Face aux pauvretés rencontrées, sa formation chrétienne va lui inspirer une action finalement très originale, révolutionnaire, pourrait-on dire.

Dans les Écritures, quels sont les textes qui vont marquer profondément Chiara Lubich ?

Elle sera frappée, dans l’Ancien testament par les protestations et les dénonciations des Prophètes face aux inégalités et aux injustices économiques et sociales qui déplaisent tellement à Dieu qu’il rejette tous les sacrifices des coupables. Que demande, en fait, Yahvé à chaque homme, à chacun de nous ? « Rien d’autre que d’accomplir la justice, d’aimer la bonté et de marcher humblement avec ton Dieu ».⁠[1] Vivre en communion avec Dieu implique que l’on vive en communion avec les autres.

Le Nouveau Testament va révéler à Chiara Lubich les moyens à mettre en œuvre pour combattre les pauvretés.

Et tout d’abord, fondamentalement, l’appel du Christ à la conversion du cœur. Cette conversion a « pour effet non pas tant d’augmenter les pratiques religieuses de l’intéressé que de l’ouvrir à des rapports interpersonnels »[2]. Ainsi, la conversion du riche le débarrasse de sa cupidité, source d’injustice, le libère de Mammon, le rend capable de communion, c’est-à-dire de considérer l’autre comme un égal, comme un frère.

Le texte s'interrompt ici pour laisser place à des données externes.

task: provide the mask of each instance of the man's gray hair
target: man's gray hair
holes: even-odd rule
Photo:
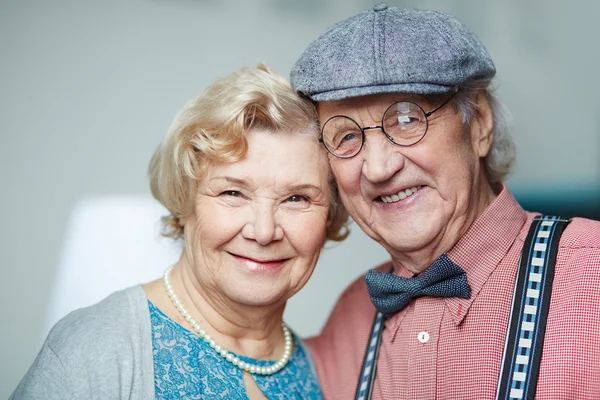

Seul l’Évangile, en faisant des hommes nouveaux peut créer une société nouvelle : « Le Christ a voulu libérer les hommes du mal, de toute forme de mal, a enseigné une libération précise de ses deux formes les plus insidieuses : l’avarice et la tyrannie (…)

L’homme est trop souvent assailli par la hantise du gain, le désir d’avoir davantage - la pléonexie[3] des Grecs -, l’avarice. Pour l’apôtre Paul, c’est une forme d’idolâtrie, c’est-à-dire de fausse religion, dans laquelle à Dieu Père on substitue une divinité antique. A cause d’elle, l’homme, au lieu de se servir de la richesse, s’asservit à la richesse. »[4]

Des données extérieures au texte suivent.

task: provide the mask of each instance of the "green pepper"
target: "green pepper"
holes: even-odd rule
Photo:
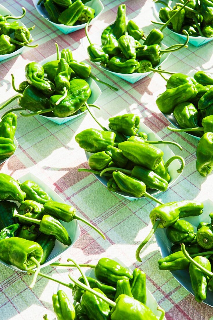
[[[30,227],[22,226],[17,236],[26,240],[35,241],[38,237],[38,232],[34,230],[35,228],[35,226],[33,225]]]
[[[19,223],[16,223],[2,229],[0,231],[0,240],[14,237],[20,227],[20,225]]]
[[[108,146],[113,146],[115,138],[114,132],[92,128],[78,133],[75,139],[81,148],[93,153],[104,151]]]
[[[80,17],[84,6],[80,0],[77,0],[64,10],[58,17],[58,22],[66,26],[73,26]]]
[[[65,292],[59,290],[52,297],[52,305],[58,320],[75,320],[77,315],[75,308]]]
[[[46,213],[65,222],[70,222],[74,219],[82,221],[94,229],[103,239],[105,239],[104,235],[98,229],[87,220],[77,215],[76,214],[76,210],[73,207],[57,201],[49,201],[44,204],[44,210]]]
[[[178,220],[169,226],[166,230],[166,235],[169,241],[175,244],[191,242],[195,236],[193,226],[184,220]]]
[[[137,260],[141,262],[140,252],[153,236],[157,228],[166,228],[172,225],[180,218],[199,215],[202,213],[203,208],[203,204],[202,203],[184,201],[168,202],[152,210],[149,217],[153,225],[152,228],[137,249]]]
[[[43,249],[43,255],[40,261],[41,264],[45,262],[52,252],[55,247],[56,238],[51,235],[45,235],[41,233],[36,239],[36,242],[41,246]]]
[[[82,12],[78,18],[78,20],[81,23],[88,22],[94,17],[95,12],[95,9],[85,5]]]
[[[118,144],[124,156],[134,163],[154,170],[161,161],[164,153],[155,146],[125,141]]]
[[[197,93],[195,85],[187,83],[177,88],[168,89],[160,94],[157,98],[156,104],[162,112],[170,114],[173,112],[177,105],[190,100],[195,97]]]
[[[90,288],[94,289],[95,288],[98,288],[101,290],[102,292],[106,295],[109,299],[114,299],[115,295],[116,292],[116,289],[114,287],[111,286],[104,284],[94,278],[90,277],[87,277]],[[80,277],[78,279],[78,281],[84,284],[85,282],[82,277]],[[72,289],[72,297],[74,300],[77,302],[80,303],[80,299],[82,295],[85,292],[85,290],[79,288],[78,286],[75,285]]]
[[[115,56],[109,61],[109,69],[118,73],[133,73],[139,67],[139,62],[135,59],[127,60],[125,58]]]
[[[41,220],[27,218],[18,213],[14,214],[15,216],[21,218],[26,221],[32,222],[39,225],[39,231],[45,235],[53,235],[56,239],[66,245],[71,244],[70,239],[65,228],[59,220],[48,214],[45,214]]]
[[[17,212],[18,210],[18,206],[14,202],[0,202],[0,230],[17,223],[18,220],[13,217],[13,214]]]
[[[135,135],[139,129],[140,118],[133,113],[117,116],[109,119],[109,127],[126,136]]]
[[[34,181],[26,180],[20,185],[20,188],[26,194],[26,200],[32,200],[43,204],[52,200],[49,195]]]
[[[5,173],[0,173],[0,200],[12,200],[23,203],[26,196],[18,183]]]
[[[196,152],[196,169],[203,177],[205,177],[212,170],[213,147],[213,133],[206,132],[199,141]]]
[[[0,242],[0,259],[21,270],[30,270],[37,267],[42,254],[42,247],[34,241],[13,237]]]
[[[118,280],[116,284],[116,292],[114,298],[114,301],[120,294],[126,294],[129,297],[133,298],[133,296],[131,291],[131,287],[129,283],[129,279],[126,277],[123,279]]]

Le Christ nous demande aussi de le suivre, c’est-à-dire de quitter nos repères humains et de nous abandonner nous abandonner à la Providence, en l’occurrence de quitter nos champs, sûrs de recevoir le centuple⁠[5], de regarder les oiseaux du ciel, de ne pas engranger⁠[6].

Chiara Lubich commente : « Chacun doit donc être détaché, au moins spirituellement, de ses « champs », c’est-à-dire de son travail. Nos « champs », notre travail, nous devons les aimer certes, mais pour Dieu, non pas avant lui. Chacun doit être prêt à ôter de son cœur son travail s’il prend la première place.

Quel en sera le résultat ? « Quiconque aura quitté (…), recevra le centuple et en héritage la vie éternelle ».

« Le centuple », cela veut dire un nombre indéterminé : le centuple en biens, en croissance économique. Ainsi, pour un détachement bien petit qui nous est demandé, voilà que jaillit de nouveau l’abondance de la Providence du Père. »[7]

Il est encore un autre appel du Christ que Chiara Lubich va prendre au sérieux : l’appel à l’unité. Dans sa prière, lors de la dernière cène, Jésus s’adresse à son Père : « Je ne prie pas pour eux seulement, mais aussi pour ceux qui, grâce à leur parole, croiront en moi, afin que tous soient un. Comme toi, Père, tu es en moi et moi en toi, qu’eux aussi soient en nous, afin que le monde croie que tu m’as envoyé. »[8] Elle souscrira au commentaire de Gaudium et Spes : « Quand le Seigneur Jésus prie le Père pour que « tous soient un…​, comme nous sommes un », il ouvre des perspectives inaccessibles à la raison et il nous suggère qu’il y a une certaine ressemblance entre l’union des personnes divines et celles des fils de Dieu dans la vérité et dans l’amour ».⁠[9]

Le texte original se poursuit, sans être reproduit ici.